Dans son manifeste pour le théâtre-paysage, Alexandre Koutchevsky oppose la boîte noire, espace supposément neutre dans lequel les artistes créent de toutes pièces un monde, au théâtre à ciel ouvert, un théâtre qui, comme il l’écrit, impose de « faire avec ce qui existe », ou encore « faire théâtre de ce monde-là, dans ce monde-là1. »

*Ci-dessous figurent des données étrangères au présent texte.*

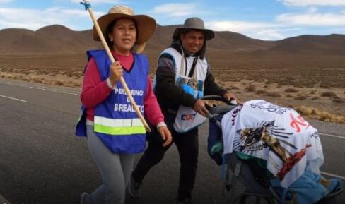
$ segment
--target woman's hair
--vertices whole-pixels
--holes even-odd
[[[114,47],[113,47],[114,42],[110,41],[110,39],[109,39],[108,35],[112,34],[112,32],[114,30],[114,26],[116,25],[116,23],[117,22],[117,20],[119,20],[119,19],[121,19],[121,18],[114,20],[110,23],[109,23],[108,26],[107,27],[107,30],[106,30],[107,31],[106,31],[106,35],[105,35],[105,42],[107,42],[107,44],[108,47],[110,49],[114,49]],[[129,19],[131,19],[134,23],[135,30],[136,32],[136,40],[138,39],[138,26],[136,25],[136,22],[134,19],[131,19],[129,18]],[[135,52],[135,44],[131,49],[131,51]]]

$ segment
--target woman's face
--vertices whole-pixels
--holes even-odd
[[[136,39],[136,29],[134,21],[130,18],[119,18],[109,37],[113,39],[113,48],[122,54],[129,54],[134,46]]]

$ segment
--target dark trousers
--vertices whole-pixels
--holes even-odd
[[[190,198],[195,182],[198,163],[198,128],[196,128],[184,133],[179,133],[173,130],[170,131],[172,135],[172,143],[175,143],[177,147],[181,164],[178,197]],[[160,138],[160,136],[156,133],[148,140],[148,147],[132,172],[135,181],[141,182],[150,169],[162,160],[165,151],[172,144],[172,143],[164,148],[162,146],[162,140]]]

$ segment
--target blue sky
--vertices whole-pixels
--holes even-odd
[[[92,28],[80,0],[0,0],[0,29],[60,24],[74,30]],[[97,17],[116,5],[153,17],[163,25],[198,16],[207,28],[276,40],[304,35],[345,34],[345,0],[138,1],[90,0]]]

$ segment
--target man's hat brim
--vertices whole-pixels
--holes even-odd
[[[172,39],[178,40],[180,39],[180,35],[181,33],[184,33],[187,30],[200,30],[204,32],[205,34],[205,38],[206,40],[211,40],[214,38],[214,32],[212,30],[209,29],[197,29],[197,28],[185,28],[185,27],[180,27],[175,30],[174,34],[172,35]]]

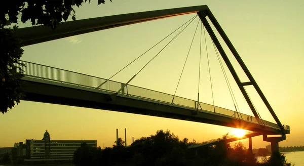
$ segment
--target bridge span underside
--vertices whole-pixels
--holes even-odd
[[[24,100],[185,120],[276,134],[275,129],[210,111],[29,77],[22,78]]]

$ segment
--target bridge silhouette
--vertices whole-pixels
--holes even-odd
[[[259,132],[248,131],[248,132],[246,132],[245,133],[244,135],[242,137],[238,137],[236,135],[230,135],[230,136],[225,137],[224,139],[223,139],[222,138],[218,138],[218,139],[212,139],[212,140],[209,140],[207,141],[204,141],[204,142],[200,143],[200,144],[191,145],[188,146],[187,148],[188,149],[194,149],[194,148],[208,147],[208,146],[214,145],[216,144],[217,143],[218,143],[220,141],[224,141],[224,142],[226,142],[226,143],[229,143],[229,142],[234,142],[234,141],[238,141],[238,140],[243,140],[243,139],[246,139],[246,138],[249,138],[250,139],[251,139],[251,138],[252,137],[260,136],[262,134],[262,133],[259,133]],[[250,140],[249,141],[251,141]],[[250,149],[250,148],[251,148],[251,149]],[[249,146],[249,149],[251,151],[252,151],[252,146]]]
[[[197,14],[211,38],[215,48],[216,47],[218,51],[246,100],[254,115],[253,117],[237,111],[204,103],[199,100],[195,101],[130,85],[129,82],[136,74],[127,82],[123,83],[20,61],[26,66],[20,66],[25,75],[21,79],[26,95],[24,100],[241,128],[260,133],[263,135],[264,141],[271,142],[273,152],[278,151],[278,142],[286,139],[286,134],[290,133],[290,128],[288,126],[282,124],[236,49],[207,6],[68,21],[60,23],[60,27],[55,31],[44,26],[20,28],[17,31],[17,35],[22,39],[24,46],[26,46],[103,29],[191,13]],[[249,81],[242,82],[239,78],[206,19],[207,17],[233,53]],[[276,124],[261,119],[244,88],[249,86],[254,88]],[[199,98],[199,93],[198,98]],[[270,135],[281,135],[281,136],[268,137]]]

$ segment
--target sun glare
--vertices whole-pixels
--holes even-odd
[[[246,132],[246,130],[240,129],[235,129],[234,130],[234,134],[238,137],[243,137],[245,135],[245,133]]]

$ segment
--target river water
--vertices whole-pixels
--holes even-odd
[[[304,166],[304,151],[283,152],[284,155],[286,156],[287,162],[294,164],[295,166]],[[270,156],[267,156],[269,157]],[[257,157],[259,161],[262,161],[262,157]]]
[[[304,151],[289,153],[284,154],[287,161],[294,163],[295,166],[304,166]]]

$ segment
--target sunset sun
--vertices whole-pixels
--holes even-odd
[[[240,129],[235,129],[234,131],[234,134],[238,137],[242,137],[245,135],[245,132],[246,130]]]

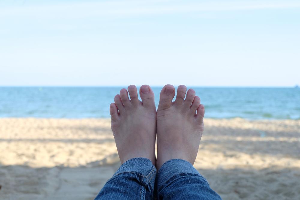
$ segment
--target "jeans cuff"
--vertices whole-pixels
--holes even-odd
[[[121,174],[128,172],[143,176],[150,184],[152,188],[154,188],[156,168],[149,159],[145,158],[135,158],[127,160],[120,166],[112,178]]]
[[[165,163],[158,172],[156,176],[157,189],[159,189],[176,175],[186,173],[200,177],[207,182],[205,178],[190,163],[181,159],[172,159]]]

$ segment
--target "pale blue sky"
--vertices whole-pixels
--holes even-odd
[[[300,85],[300,1],[1,1],[0,85]]]

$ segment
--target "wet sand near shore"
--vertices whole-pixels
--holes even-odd
[[[194,166],[224,199],[300,199],[300,120],[206,119]],[[0,199],[93,199],[120,163],[108,119],[0,119]]]

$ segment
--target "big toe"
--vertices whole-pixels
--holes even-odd
[[[142,99],[143,106],[145,107],[155,107],[154,94],[150,86],[143,85],[140,88],[140,95]]]
[[[159,103],[158,111],[170,108],[175,96],[175,88],[174,86],[172,85],[167,85],[164,86],[159,95]]]

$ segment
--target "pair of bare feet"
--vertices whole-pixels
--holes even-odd
[[[195,91],[180,85],[175,101],[175,88],[165,85],[160,92],[157,112],[150,87],[140,89],[141,102],[134,85],[121,90],[110,104],[111,127],[121,163],[134,158],[150,159],[158,170],[176,158],[194,164],[204,125],[204,108]],[[186,97],[184,99],[186,93]],[[157,158],[155,160],[155,135]]]

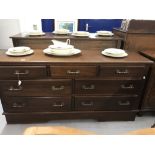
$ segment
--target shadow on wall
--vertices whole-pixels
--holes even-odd
[[[54,31],[54,19],[41,19],[42,31]],[[96,32],[98,30],[112,31],[121,27],[122,19],[78,19],[78,31]]]

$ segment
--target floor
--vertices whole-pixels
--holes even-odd
[[[119,135],[128,131],[141,128],[148,128],[155,122],[155,116],[145,115],[136,117],[135,121],[118,121],[118,122],[97,122],[95,120],[63,120],[50,121],[41,124],[7,124],[5,117],[1,115],[2,107],[0,104],[0,134],[1,135],[22,135],[24,130],[31,126],[66,126],[77,129],[93,131],[103,135]]]

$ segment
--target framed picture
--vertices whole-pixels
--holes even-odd
[[[67,29],[70,32],[77,31],[78,20],[56,20],[55,19],[55,31],[59,29]]]

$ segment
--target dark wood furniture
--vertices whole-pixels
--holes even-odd
[[[155,20],[131,20],[128,30],[114,28],[113,33],[123,39],[126,50],[155,50]]]
[[[155,51],[141,51],[145,57],[155,61]],[[155,63],[153,63],[150,69],[150,77],[146,88],[146,95],[141,107],[141,111],[155,112]]]
[[[56,39],[60,41],[71,40],[71,44],[75,48],[79,49],[95,49],[103,50],[105,48],[120,48],[121,38],[120,37],[75,37],[72,35],[55,35],[52,33],[46,33],[45,36],[30,37],[27,34],[17,34],[12,37],[14,46],[29,46],[32,49],[45,49],[52,44],[51,40]]]
[[[152,61],[128,54],[110,58],[90,49],[55,57],[36,49],[33,55],[10,57],[1,52],[0,93],[7,123],[134,120]]]

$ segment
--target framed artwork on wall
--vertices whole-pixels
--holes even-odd
[[[78,20],[57,20],[55,19],[55,31],[60,29],[67,29],[70,32],[77,31]]]

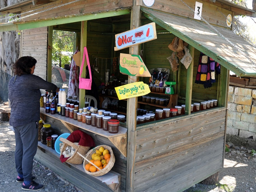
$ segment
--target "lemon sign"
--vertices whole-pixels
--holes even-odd
[[[140,77],[151,76],[139,55],[121,53],[119,63],[119,69],[122,74]]]

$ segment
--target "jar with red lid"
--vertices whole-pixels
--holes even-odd
[[[104,116],[102,117],[102,129],[104,131],[108,131],[108,120],[111,118],[109,116]]]
[[[174,107],[177,109],[178,109],[178,112],[177,112],[177,116],[178,116],[179,115],[181,115],[181,109],[182,109],[182,107],[181,106],[175,106]]]
[[[162,119],[163,118],[163,109],[157,109],[155,110],[155,120],[159,120],[159,119]]]
[[[171,108],[170,110],[171,112],[171,117],[176,117],[178,113],[178,109],[176,108]]]
[[[108,133],[118,133],[119,131],[119,121],[117,119],[109,119],[108,121]]]
[[[164,108],[163,109],[163,118],[169,118],[170,116],[170,109],[169,108]]]

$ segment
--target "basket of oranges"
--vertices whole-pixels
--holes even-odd
[[[91,149],[83,157],[85,173],[96,176],[107,173],[114,166],[115,161],[111,147],[105,145],[99,145]]]

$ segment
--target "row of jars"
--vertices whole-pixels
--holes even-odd
[[[170,98],[164,98],[146,96],[139,97],[138,99],[143,102],[163,106],[168,105],[170,102]]]

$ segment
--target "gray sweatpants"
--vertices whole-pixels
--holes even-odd
[[[16,146],[15,153],[16,169],[23,174],[25,181],[32,180],[34,156],[36,153],[38,141],[38,122],[14,127]]]

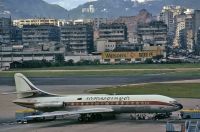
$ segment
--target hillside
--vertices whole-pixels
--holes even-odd
[[[66,9],[48,4],[42,0],[2,0],[4,9],[11,12],[12,18],[67,18]]]

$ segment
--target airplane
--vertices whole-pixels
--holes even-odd
[[[99,119],[102,114],[164,113],[183,108],[175,99],[162,95],[57,95],[40,90],[23,74],[14,75],[17,99],[13,103],[44,112],[30,118],[78,115],[79,121]]]

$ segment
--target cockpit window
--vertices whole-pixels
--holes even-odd
[[[178,104],[177,101],[169,101],[169,103],[171,103],[171,104]]]
[[[77,100],[82,100],[82,98],[77,98]]]

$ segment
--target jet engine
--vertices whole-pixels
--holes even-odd
[[[42,108],[61,108],[63,107],[63,102],[48,102],[48,103],[38,103],[34,105],[36,109]]]

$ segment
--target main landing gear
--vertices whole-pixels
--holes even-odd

À Ouagadougou (Burkina Faso), le théâtre ne s’isole jamais du monde extérieur : il se fait dans des cours à ciel ouvert. Poreux aux sons et atmosphères de la ville, il inclut les éléments de son environnement dans ses décors et dans l’expérience qu’il offre aux spectateurs2. Ses murs ne le coupent pas du monde, ils le séparent seulement des habitations voisines. Mais dans de nombreux lieux, cette séparation même est limitée : en regardant le spectacle, on peut à la fois écouter, et à la fois observer les activités qui se déroulent chez les voisins, ce qui provoque un constant aller-retour entre la représentation et le réel. Cette proximité entre le théâtre et la vie n’est toutefois jamais aussi forte que lors du festival Les Récréâtrales qui se déroule tous les deux ans à Ouagadougou.

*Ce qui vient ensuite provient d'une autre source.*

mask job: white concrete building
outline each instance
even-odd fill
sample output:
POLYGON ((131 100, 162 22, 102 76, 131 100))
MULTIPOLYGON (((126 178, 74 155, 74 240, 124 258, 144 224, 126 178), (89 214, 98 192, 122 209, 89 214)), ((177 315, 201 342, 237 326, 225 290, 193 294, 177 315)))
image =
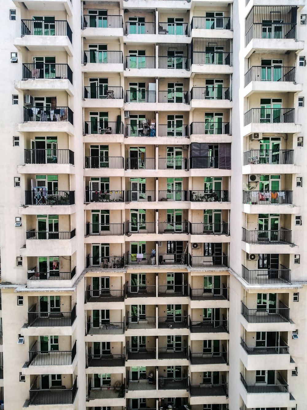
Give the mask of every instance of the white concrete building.
POLYGON ((1 3, 6 410, 305 409, 305 4, 1 3))

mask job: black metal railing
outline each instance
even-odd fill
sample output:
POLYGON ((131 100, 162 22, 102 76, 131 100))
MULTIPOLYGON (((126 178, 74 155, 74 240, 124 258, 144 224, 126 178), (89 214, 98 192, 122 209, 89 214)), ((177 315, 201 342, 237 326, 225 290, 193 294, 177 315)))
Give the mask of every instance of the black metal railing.
POLYGON ((90 256, 86 257, 86 268, 99 269, 122 269, 125 266, 124 256, 90 256))
POLYGON ((127 169, 155 169, 155 158, 127 158, 127 169))
POLYGON ((243 154, 243 165, 294 164, 294 150, 250 150, 243 154))
POLYGON ((36 268, 28 271, 28 280, 71 280, 76 274, 76 267, 71 272, 37 272, 36 268))
POLYGON ((159 124, 158 127, 159 137, 188 137, 189 127, 185 124, 176 125, 175 127, 167 124, 159 124))
POLYGON ((192 256, 189 254, 189 264, 192 268, 227 267, 228 256, 224 253, 210 256, 192 256))
POLYGON ((110 235, 123 235, 125 224, 122 223, 90 223, 86 222, 85 236, 98 235, 108 236, 110 235))
POLYGON ((278 346, 255 346, 248 347, 242 338, 240 344, 248 355, 288 355, 289 346, 282 339, 280 339, 278 346))
POLYGON ((189 296, 191 301, 218 301, 228 300, 228 289, 222 287, 203 288, 192 289, 189 286, 189 296))
POLYGON ((244 86, 252 81, 291 81, 294 82, 295 67, 283 66, 253 66, 244 76, 244 86))
POLYGON ((23 121, 68 121, 73 125, 74 113, 69 107, 24 107, 23 121))
POLYGON ((120 100, 124 98, 122 87, 113 87, 107 84, 85 86, 85 98, 99 98, 102 100, 120 100))
POLYGON ((189 222, 189 231, 192 235, 229 235, 228 226, 227 222, 189 222))
POLYGON ((242 228, 242 240, 253 245, 292 243, 292 231, 284 228, 270 230, 249 230, 242 228))
POLYGON ((183 285, 158 285, 158 296, 171 298, 175 296, 187 296, 187 286, 183 285))
POLYGON ((21 36, 67 36, 72 43, 72 32, 66 20, 22 20, 21 36))
POLYGON ((24 63, 23 64, 23 79, 68 78, 72 84, 72 71, 68 64, 55 63, 24 63))
POLYGON ((257 269, 250 271, 242 265, 242 278, 251 285, 287 284, 291 283, 291 271, 283 265, 280 269, 257 269))
POLYGON ((56 389, 52 387, 52 390, 40 389, 36 377, 29 391, 29 404, 34 405, 72 404, 78 390, 77 378, 71 389, 67 389, 65 386, 58 386, 58 387, 56 389))
POLYGON ((71 150, 25 150, 25 164, 74 164, 74 154, 71 150))
POLYGON ((124 191, 115 189, 114 191, 89 191, 85 190, 86 202, 124 202, 124 191))
POLYGON ((229 200, 228 191, 225 189, 190 191, 189 199, 191 202, 228 202, 229 200))
POLYGON ((158 233, 188 233, 187 222, 158 222, 158 233))
POLYGON ((122 17, 121 16, 95 16, 95 14, 83 15, 83 28, 87 27, 98 28, 122 28, 122 17))
POLYGON ((193 28, 230 30, 230 17, 192 17, 191 30, 193 28))
POLYGON ((177 91, 176 90, 158 91, 158 102, 164 103, 188 104, 188 93, 187 91, 177 91))
POLYGON ((74 191, 26 191, 26 205, 73 205, 74 191))
POLYGON ((72 239, 76 236, 76 230, 68 232, 36 232, 34 229, 30 229, 26 232, 26 239, 72 239))
POLYGON ((155 68, 156 57, 151 56, 127 55, 126 56, 125 69, 155 68))
POLYGON ((244 125, 294 123, 294 108, 251 108, 244 114, 244 125))
POLYGON ((98 63, 103 64, 122 64, 121 51, 86 50, 83 52, 83 63, 98 63))
POLYGON ((279 308, 248 309, 241 302, 241 314, 249 323, 281 323, 290 321, 290 309, 280 301, 279 308))
POLYGON ((156 222, 128 222, 128 233, 155 233, 156 222))
POLYGON ((176 190, 171 191, 159 191, 158 200, 159 201, 186 201, 187 191, 176 190))
POLYGON ((84 134, 122 134, 124 125, 120 121, 86 121, 84 134))
POLYGON ((128 202, 151 202, 156 200, 156 191, 128 191, 128 202))
POLYGON ((229 123, 193 122, 190 125, 190 134, 196 135, 228 134, 230 133, 229 123))
POLYGON ((229 87, 193 87, 190 96, 191 100, 231 99, 229 87))

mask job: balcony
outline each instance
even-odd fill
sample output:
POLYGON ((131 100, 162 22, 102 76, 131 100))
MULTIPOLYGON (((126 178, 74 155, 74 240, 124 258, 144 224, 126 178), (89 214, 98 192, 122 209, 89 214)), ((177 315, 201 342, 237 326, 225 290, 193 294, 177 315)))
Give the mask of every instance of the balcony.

Fondé en 2002 à l’initiative d’Etienne Minoungou, le festival visait avant tout à susciter des dynamiques de création entre auteurs, metteurs en scène et comédiens. C’est au bord du plateau, à partir d’expérimentations communes que les auteurs étaient invités à écrire. Ce laboratoire dédié aux nouvelles dramaturgies s’est d’abord déroulé dans les différents espaces théâtraux de la ville, jusqu’à ce qu’en 2012 il s’organise intégralement au sein d’un quartier unique : Bougsemtenga. Depuis lors, il se déploie dans l’artère principale du quartier, la rue 9.32, désormais officiellement baptisée « Rue des Récréâtrales », ainsi que dans différentes parcelles des cours d’habitation où, le temps des résidences de création et des représentations, les familles ouvrent leurs portes aux artistes et spectateurs. Les « salles » de théâtre, c’est donc chez les Zida, les Nombre, les Gyengani, etc. Les cours familiales deviennent à cette occasion des lieux de travail pour les artistes invités en résidence. Pendant un mois, ils créent aux côtés des habitants de la cour. Ils s’inspirent de la vie et de l’environnement qui les accueillent et mobilisent les éléments présents comme éléments scénographiques. C’est donc bien un « théâtre de ce monde-là, dans ce monde-là » qui s’actualise avec les Récréâtrales.
Nous proposons ici de nous plonger dans le processus de création d’un spectacle en particulier, conçu lors de la dernière édition du festival : Que nos enfants soient des géants de Sèdjro Giovanni Houansou (écriture et mise en scène, Bénin). Ce spectacle est en réalité le seul à avoir été intégralement créé lors des Résidences (étape de création organisée en octobre) du festival, et ce en raison des conséquences économiques, sécuritaires et politiques du pays qui a connu deux coups d’État au cours de l’année 2022 et qui est en proie à la violence terroriste depuis 2015.
Créer chez Ouango : le processus de création dans une cour familiale
Alors que le texte Que nos enfants soient des géants a été écrit en 2021 dans le cadre d’une commande du festival Afrique-Cologne, la création s’est faite sur place, en quatre semaines. Houansou a fait le pari de monter le texte à partir de l’espace lui-même : celui-ci tient donc une place fondamentale dans la mise en scène et la scénographie. Dans la cour de la famille Ouango qui recevait l’équipe et, ensuite, les représentations, un dispositif minimal a été installé pour accueillir l’équipe : des gradins et quelques éclairages ainsi qu’un podium d’environ 1,50m² légèrement surélevé. Cette scène ne correspondait pas à l’espace de jeu, il s’agissait d’un élément scénographique qui permettait de jouer avec la théâtralité et de mettre en exergue certaines prises de parole. En l’absence de toile d’ombre, l’équipe n’était pas en mesure de travailler pendant les heures les plus chaudes de la journée et prolongeait les séances en soirée. Conséquemment, la création se faisait pendant que les enfants rentraient de l’école et les adultes du travail. Ces derniers suivaient ainsi quotidiennement l’œuvre en train de se faire, avant de poursuivre leurs activités aux côtés des artistes.